La deforestazione, l’inquinamento e le altre pressioni antropiche del mondo globalizzato sono gravi minacce per la sopravvivenza della cosiddetta Frontiera incontattata.
Spostandoci invece nella parte più occidentale dell’area amazzonica raggiungiamo il Parco nazionale del Yasuní, localizzato nell’Amazzonia ecuadoriana e designato come patrimonio UNESCO nel 1989. In Ecuador, la foresta amazzonica copre circa la metà del territorio nazionale, sebbene rappresenti solo il 2% del bioma amazzonico totale. È una delle aree più ricche di biodiversità al mondo, nonché la casa di diversi gruppi di popolazioni indigene, tra le quali le Tagaeri e Taromenane che vivono in isolamento volontario. Un luogo incontaminato in cui però, da più di mezzo secolo, le aziende petrolifere bruciano il gas naturale prodotto dall’attività estrattiva emettendo sostanze altamente tossiche e dannose per l’ambiente e per la salute.

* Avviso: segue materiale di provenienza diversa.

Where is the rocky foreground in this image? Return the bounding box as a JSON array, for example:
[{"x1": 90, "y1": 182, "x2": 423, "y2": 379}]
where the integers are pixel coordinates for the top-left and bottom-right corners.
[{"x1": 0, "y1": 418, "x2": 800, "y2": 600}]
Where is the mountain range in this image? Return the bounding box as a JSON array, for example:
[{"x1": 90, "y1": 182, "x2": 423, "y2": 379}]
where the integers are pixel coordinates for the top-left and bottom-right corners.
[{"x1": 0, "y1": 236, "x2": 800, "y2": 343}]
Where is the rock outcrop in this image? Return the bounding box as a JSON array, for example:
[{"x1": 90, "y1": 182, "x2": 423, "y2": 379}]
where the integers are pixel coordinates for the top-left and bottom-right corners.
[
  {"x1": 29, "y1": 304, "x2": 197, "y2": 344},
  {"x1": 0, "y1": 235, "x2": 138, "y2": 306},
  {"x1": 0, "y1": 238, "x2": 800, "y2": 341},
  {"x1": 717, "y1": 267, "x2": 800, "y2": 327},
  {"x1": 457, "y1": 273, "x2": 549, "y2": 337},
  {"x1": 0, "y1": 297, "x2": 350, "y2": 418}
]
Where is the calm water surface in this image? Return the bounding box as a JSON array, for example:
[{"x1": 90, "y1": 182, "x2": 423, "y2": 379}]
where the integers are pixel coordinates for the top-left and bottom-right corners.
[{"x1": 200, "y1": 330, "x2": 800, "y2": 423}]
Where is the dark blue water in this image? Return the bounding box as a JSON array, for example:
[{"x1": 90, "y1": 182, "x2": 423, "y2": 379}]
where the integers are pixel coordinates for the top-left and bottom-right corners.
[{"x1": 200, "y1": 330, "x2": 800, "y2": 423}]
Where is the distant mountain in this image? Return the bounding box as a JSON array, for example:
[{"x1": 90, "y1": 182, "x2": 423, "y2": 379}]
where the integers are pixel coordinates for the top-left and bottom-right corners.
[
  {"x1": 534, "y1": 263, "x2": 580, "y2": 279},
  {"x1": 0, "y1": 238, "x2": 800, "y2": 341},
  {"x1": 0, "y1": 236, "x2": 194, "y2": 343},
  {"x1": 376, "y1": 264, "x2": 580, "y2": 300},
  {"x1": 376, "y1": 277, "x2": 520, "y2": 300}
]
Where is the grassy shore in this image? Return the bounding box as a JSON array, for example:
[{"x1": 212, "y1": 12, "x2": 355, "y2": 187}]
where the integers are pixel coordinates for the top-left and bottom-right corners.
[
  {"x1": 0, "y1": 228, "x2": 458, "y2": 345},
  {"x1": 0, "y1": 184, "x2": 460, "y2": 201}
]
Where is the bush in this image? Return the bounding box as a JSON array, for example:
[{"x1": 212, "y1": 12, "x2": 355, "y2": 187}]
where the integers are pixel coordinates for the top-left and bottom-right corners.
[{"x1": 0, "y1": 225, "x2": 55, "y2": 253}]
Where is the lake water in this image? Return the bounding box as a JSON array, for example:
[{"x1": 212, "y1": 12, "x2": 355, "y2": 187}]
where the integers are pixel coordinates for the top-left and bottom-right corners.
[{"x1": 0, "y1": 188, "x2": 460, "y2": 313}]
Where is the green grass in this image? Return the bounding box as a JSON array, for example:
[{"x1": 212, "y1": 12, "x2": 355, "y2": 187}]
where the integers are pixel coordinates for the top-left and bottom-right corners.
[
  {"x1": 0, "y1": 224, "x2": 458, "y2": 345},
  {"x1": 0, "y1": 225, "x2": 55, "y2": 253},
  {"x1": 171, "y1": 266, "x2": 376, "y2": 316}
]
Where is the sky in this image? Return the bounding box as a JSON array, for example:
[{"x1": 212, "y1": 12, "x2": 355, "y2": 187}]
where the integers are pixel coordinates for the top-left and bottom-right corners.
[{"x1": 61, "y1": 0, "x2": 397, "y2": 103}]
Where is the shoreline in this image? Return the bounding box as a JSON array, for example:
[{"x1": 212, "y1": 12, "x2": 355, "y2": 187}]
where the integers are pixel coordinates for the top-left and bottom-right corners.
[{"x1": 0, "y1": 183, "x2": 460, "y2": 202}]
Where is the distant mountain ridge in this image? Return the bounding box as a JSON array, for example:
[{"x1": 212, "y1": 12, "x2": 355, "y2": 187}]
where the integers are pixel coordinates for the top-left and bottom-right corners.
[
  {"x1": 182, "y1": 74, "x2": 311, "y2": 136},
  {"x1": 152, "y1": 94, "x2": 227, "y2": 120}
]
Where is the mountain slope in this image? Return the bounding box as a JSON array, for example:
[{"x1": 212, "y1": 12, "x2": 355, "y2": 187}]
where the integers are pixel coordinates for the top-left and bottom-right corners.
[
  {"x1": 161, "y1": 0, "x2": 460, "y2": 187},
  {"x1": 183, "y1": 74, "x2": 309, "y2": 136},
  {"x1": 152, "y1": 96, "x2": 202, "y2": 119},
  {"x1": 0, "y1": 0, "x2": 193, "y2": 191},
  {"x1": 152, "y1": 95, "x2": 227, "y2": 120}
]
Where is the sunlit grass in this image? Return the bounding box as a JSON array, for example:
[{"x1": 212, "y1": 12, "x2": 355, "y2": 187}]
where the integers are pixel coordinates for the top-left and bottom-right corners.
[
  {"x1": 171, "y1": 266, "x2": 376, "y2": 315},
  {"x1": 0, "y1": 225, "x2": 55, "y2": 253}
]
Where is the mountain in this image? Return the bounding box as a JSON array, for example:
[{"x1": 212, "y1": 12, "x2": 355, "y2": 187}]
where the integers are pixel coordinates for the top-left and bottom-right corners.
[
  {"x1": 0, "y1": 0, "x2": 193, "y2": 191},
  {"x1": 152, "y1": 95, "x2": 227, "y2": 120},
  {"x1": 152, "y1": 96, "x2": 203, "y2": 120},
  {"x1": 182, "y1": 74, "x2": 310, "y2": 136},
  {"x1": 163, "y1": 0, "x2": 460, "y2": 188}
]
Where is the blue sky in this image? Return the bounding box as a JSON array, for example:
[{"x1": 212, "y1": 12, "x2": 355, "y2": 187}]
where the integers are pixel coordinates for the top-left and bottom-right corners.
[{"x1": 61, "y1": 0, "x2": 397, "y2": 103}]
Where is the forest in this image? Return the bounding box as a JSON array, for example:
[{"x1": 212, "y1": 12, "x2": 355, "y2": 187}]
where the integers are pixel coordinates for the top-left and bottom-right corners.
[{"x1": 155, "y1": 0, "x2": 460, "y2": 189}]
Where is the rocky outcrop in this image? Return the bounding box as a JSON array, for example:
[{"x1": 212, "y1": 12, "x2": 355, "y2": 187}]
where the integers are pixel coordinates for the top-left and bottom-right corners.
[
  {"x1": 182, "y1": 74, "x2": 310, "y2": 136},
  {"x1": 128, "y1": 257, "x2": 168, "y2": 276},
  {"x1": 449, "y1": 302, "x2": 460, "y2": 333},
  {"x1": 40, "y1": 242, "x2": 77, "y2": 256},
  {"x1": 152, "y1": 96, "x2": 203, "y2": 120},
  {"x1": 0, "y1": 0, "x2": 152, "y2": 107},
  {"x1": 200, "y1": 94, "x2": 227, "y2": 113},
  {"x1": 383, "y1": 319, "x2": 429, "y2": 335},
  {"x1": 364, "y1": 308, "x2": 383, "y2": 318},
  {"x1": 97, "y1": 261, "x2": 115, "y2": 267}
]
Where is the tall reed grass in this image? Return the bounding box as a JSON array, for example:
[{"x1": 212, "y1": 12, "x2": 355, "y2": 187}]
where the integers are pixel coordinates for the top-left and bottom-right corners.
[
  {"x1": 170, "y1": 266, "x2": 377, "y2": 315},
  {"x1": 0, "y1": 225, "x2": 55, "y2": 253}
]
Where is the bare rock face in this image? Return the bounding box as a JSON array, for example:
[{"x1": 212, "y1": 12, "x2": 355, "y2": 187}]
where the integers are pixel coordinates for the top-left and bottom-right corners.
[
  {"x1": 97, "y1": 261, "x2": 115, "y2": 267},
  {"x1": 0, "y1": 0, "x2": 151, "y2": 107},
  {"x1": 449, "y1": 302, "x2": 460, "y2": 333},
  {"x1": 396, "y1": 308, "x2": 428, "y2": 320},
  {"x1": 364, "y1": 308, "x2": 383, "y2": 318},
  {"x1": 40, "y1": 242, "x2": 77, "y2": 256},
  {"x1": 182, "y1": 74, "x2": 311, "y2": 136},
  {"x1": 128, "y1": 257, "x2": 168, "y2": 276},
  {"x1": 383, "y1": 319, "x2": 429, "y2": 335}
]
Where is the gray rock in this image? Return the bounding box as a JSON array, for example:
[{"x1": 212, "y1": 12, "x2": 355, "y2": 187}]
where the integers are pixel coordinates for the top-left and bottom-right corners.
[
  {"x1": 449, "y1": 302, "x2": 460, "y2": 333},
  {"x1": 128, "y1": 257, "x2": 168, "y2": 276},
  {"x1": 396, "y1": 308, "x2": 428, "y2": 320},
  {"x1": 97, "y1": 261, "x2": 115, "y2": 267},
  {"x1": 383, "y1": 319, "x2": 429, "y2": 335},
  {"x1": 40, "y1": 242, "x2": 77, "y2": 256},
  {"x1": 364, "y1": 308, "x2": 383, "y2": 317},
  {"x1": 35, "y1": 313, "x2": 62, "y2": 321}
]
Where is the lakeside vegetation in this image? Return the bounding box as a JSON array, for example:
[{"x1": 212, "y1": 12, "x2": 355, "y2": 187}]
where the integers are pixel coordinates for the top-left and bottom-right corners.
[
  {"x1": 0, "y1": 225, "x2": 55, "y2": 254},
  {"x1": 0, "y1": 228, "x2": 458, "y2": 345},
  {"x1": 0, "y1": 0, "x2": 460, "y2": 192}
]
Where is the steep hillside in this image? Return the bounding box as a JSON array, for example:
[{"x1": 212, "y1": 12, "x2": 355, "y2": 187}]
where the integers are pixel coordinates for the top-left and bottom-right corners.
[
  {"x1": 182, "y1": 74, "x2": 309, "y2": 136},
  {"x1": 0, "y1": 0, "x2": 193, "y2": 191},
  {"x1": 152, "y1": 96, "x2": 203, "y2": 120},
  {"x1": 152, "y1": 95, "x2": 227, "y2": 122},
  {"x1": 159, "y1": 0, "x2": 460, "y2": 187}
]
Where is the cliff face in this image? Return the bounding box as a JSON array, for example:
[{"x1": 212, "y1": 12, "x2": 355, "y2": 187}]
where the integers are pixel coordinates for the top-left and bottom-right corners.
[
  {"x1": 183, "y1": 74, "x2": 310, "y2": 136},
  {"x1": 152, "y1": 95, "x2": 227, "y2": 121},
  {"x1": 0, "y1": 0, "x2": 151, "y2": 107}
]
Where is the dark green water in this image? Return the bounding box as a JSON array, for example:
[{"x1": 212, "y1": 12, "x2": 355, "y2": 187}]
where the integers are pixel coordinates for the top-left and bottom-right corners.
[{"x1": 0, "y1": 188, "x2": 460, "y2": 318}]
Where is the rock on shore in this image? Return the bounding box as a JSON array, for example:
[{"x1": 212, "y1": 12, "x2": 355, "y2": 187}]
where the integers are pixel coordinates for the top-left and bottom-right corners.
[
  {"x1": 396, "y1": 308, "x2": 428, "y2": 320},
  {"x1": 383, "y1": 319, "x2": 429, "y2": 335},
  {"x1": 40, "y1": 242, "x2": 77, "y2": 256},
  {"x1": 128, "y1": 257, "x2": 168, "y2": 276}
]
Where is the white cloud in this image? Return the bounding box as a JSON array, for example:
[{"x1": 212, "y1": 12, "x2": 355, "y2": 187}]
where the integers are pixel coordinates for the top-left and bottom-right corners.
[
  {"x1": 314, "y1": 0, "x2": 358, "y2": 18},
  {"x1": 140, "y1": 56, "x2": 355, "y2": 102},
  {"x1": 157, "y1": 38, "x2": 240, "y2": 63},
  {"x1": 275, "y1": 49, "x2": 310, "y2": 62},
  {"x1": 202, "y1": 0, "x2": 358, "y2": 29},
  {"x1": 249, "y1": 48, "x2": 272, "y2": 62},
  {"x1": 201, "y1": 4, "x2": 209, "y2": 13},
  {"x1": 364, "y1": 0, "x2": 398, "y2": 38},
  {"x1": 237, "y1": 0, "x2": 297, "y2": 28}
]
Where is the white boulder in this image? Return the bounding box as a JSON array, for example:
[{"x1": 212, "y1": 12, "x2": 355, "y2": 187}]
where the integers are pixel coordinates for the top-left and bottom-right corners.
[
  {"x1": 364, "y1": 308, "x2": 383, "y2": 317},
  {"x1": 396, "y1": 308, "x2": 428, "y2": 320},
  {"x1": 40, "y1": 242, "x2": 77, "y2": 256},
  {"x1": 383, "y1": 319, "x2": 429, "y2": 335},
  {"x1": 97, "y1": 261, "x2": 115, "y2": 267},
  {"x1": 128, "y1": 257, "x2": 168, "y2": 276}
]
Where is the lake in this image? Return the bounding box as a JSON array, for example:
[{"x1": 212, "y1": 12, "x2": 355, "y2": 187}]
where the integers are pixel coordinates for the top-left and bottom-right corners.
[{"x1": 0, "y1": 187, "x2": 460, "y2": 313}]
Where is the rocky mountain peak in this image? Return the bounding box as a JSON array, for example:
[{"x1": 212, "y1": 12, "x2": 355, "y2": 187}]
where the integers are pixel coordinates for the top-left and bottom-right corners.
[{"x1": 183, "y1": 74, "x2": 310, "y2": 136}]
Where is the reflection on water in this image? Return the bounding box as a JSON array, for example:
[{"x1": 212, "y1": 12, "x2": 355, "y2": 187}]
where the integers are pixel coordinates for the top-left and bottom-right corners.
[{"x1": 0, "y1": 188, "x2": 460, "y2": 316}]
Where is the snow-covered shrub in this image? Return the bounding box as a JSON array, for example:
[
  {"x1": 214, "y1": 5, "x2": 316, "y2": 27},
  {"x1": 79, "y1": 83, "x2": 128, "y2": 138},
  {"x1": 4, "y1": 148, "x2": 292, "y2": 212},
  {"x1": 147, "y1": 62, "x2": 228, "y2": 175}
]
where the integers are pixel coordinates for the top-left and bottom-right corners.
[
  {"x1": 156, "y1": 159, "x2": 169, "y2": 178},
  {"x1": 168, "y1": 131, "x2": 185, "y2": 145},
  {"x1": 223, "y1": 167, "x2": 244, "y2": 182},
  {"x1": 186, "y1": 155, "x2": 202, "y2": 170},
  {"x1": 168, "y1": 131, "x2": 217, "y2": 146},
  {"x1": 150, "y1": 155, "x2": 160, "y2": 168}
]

Rappresentando la maggior parte del bilancio generale dello Stato, la questione petrolifera in Ecuador è stata e continua tutt’ora a essere irrisolta. Per anni l’azienda Chevron-Texaco ha violato le norme ambientali riversando nei fiumi 16 miliardi di tonnellate di acque reflue: per questo nel 2011 è stata condannata a pagare all’Ecuador 9,5 miliardi di dollari per il danno ambientale causato. La compagnia ha poi lasciato il Paese, ma 14 anni dopo il risarcimento non è stato ancora versato. Ancora oggi, l’Unione delle persone colpite dalla Chevron Texaco (UDAPT), un’organizzazione che unisce almeno 80 comunità residenti nelle aree contaminate, ha mappato quasi 500 torri di combustione attive nell’Amazzonia ecuadoriana, testimoniando e denunciando gli sversamenti che quotidianamente colpiscono l’area.
All’interno del Parco nazionale del Yasuní ci sono sette blocchi petroliferi, tra cui il blocco 43, rimasto intatto almeno fino al 2013. Questo, noto anche come ITT, comprende i giacimenti di Ishpingo, Tambococha e Tiputini ed era stato oggetto dell’iniziativa Yasuní ITT: una proposta lanciata nel 2007 dal governo di Rafael Correa che mirava a evitare lo sfruttamento petrolifero nella zona più remota e meglio conservata del Parco nazionale in cambio di 3,6 miliardi di dollari di risarcimento da parte della comunità internazionale. Nel 2013, quando era stato raccolto nemmeno lo 0,5% di quanto previsto, l’iniziativa fallì e nella zona iniziò l’estrazione. Molti gruppi di giovani attivisti si unirono per difendere le riserve di petrolio dell’ITT, dando vita al collettivo YASunidos. Il gruppo si attivò per raccogliere firme e promuovere una consultazione popolare, ma le diffamazioni subite permisero di indire un referendum abrogativo solo dieci anni dopo. Così nell’agosto 2023, il 60% degli ecuadoriani ha votato a favore del mantenimento a tempo indeterminato delle riserve petrolifere nel sottosuolo e dunque del blocco delle attività estrattive, in un referendum che è passato alla storia.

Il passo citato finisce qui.